A U.S. State Department special agent who shot and killed a man in a Hawaii fast-food restaurant in 2011 can be tried a third time, a U.S. appeals court judge ruled Thursday.
The 9th U.S. Circuit Court of Appeals said the state can try federal agent Christopher Deedy for assault, but not manslaughter, the Star-Advertiser reported Friday.
The ruling brings Deedy and his lawyer one step closer to ending this "corrupt effort" by prosecutors, lawyer Thomas Otake said.
Jurors in the first murder trial in 2013 ended deadlocked on second-degree murder, officials said. State lawyers and Deedy said the evidence did not support manslaughter.
Jurors in a second murder trial in 2014 acquitted him of murder but ended deadlocked on manslaughter after being told they could consider manslaughter and assault.
Deedy testified in both of his trials that he intentionally shot 23-year-old Kollin Elderts during a struggle November 2011 in a Waikiki McDonald's to protect himself and others.
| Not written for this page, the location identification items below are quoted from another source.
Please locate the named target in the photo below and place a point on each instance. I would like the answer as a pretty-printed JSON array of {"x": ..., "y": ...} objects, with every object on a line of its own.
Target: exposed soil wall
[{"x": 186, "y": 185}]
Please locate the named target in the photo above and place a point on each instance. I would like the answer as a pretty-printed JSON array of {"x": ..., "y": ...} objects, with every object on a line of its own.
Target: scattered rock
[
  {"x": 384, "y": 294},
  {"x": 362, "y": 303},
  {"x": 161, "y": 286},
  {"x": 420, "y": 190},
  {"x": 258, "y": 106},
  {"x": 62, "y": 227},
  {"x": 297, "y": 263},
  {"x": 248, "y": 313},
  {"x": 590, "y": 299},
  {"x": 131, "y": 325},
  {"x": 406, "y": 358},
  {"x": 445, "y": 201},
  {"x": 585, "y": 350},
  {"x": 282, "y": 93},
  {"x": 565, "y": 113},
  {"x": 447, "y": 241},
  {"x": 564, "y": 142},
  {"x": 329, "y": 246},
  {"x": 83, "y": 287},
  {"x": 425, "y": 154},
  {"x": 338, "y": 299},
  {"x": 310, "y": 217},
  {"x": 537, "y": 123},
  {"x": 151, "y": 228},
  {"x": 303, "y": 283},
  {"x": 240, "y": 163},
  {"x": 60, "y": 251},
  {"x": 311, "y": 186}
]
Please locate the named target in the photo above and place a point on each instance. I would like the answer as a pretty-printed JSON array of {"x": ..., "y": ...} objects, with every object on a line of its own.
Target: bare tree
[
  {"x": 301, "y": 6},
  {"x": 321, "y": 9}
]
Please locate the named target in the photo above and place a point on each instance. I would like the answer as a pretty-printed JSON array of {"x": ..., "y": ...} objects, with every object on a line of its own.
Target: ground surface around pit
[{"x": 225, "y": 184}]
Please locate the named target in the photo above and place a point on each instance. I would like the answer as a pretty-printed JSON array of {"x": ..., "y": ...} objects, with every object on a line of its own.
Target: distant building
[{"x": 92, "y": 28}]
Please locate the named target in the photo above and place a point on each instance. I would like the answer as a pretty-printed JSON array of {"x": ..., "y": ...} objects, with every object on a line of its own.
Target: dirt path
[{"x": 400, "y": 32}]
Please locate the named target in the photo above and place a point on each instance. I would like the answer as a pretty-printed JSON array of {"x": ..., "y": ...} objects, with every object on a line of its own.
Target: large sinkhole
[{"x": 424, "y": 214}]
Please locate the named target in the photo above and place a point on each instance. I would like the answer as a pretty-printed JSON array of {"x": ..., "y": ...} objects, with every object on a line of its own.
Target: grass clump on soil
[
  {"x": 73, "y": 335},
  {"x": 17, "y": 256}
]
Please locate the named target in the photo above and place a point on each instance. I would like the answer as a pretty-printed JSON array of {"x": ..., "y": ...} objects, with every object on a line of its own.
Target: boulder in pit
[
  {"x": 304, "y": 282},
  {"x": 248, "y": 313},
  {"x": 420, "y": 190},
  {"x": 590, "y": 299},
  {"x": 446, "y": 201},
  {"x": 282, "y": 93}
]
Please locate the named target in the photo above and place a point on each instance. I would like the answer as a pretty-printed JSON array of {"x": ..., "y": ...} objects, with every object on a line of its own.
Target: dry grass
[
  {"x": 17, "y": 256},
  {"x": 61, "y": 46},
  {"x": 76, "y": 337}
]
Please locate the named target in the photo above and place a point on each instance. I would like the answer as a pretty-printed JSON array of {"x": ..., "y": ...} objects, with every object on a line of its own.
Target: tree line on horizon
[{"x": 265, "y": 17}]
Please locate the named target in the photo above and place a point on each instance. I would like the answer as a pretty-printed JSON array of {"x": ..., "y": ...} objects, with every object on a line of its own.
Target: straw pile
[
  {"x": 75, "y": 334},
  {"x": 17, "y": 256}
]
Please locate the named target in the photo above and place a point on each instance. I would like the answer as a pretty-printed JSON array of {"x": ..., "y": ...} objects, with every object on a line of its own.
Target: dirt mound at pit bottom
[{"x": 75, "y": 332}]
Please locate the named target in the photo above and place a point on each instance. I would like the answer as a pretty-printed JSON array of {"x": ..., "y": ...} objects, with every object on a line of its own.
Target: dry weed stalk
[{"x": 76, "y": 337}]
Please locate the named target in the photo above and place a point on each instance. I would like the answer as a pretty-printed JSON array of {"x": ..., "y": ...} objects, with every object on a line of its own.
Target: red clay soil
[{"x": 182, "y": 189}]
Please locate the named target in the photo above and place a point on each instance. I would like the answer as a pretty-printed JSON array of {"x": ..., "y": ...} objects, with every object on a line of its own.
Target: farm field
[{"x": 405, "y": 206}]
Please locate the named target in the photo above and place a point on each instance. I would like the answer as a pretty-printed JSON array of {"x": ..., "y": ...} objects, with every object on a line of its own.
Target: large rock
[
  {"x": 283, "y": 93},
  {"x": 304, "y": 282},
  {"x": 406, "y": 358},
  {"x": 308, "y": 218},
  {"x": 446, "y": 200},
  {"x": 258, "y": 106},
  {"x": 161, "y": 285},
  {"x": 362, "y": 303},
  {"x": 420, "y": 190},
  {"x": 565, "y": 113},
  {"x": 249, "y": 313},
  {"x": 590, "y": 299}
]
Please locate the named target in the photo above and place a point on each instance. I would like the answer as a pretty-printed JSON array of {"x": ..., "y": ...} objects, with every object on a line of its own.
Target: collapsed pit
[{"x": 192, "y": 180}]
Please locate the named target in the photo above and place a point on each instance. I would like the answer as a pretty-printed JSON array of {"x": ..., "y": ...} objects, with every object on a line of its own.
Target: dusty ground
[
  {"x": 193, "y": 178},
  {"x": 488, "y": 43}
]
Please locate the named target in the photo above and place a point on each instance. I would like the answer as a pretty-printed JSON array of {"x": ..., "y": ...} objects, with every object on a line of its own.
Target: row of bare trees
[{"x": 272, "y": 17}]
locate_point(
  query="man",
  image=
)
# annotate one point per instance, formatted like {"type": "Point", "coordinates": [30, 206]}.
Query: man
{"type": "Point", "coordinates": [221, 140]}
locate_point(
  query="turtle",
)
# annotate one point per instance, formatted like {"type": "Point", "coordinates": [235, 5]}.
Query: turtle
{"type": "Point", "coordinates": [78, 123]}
He was 27 years old.
Deedy was in Honolulu providing security for the 2011 Asia-Pacific Economic Cooperation summit.
State Circuit Judge Karen Ahn ordered a third trial for manslaughter, but Deedy appealed, officials said. A federal court then ordered the state to dismiss the criminal case and the state appealed.
The ruling this week found that when Ahn made a finding in the first trial that the evidence did not support manslaughter, she acquitted Deedy of the charge, federal court officials said. But since Ahn did not make a similar finding for assault, the state can retry Deedy for first- and second-degree assault.
Under Hawaii law, first-degree assault is punishable by up to 10 years in prison and second-degree assault is punishable by up to five years in prison.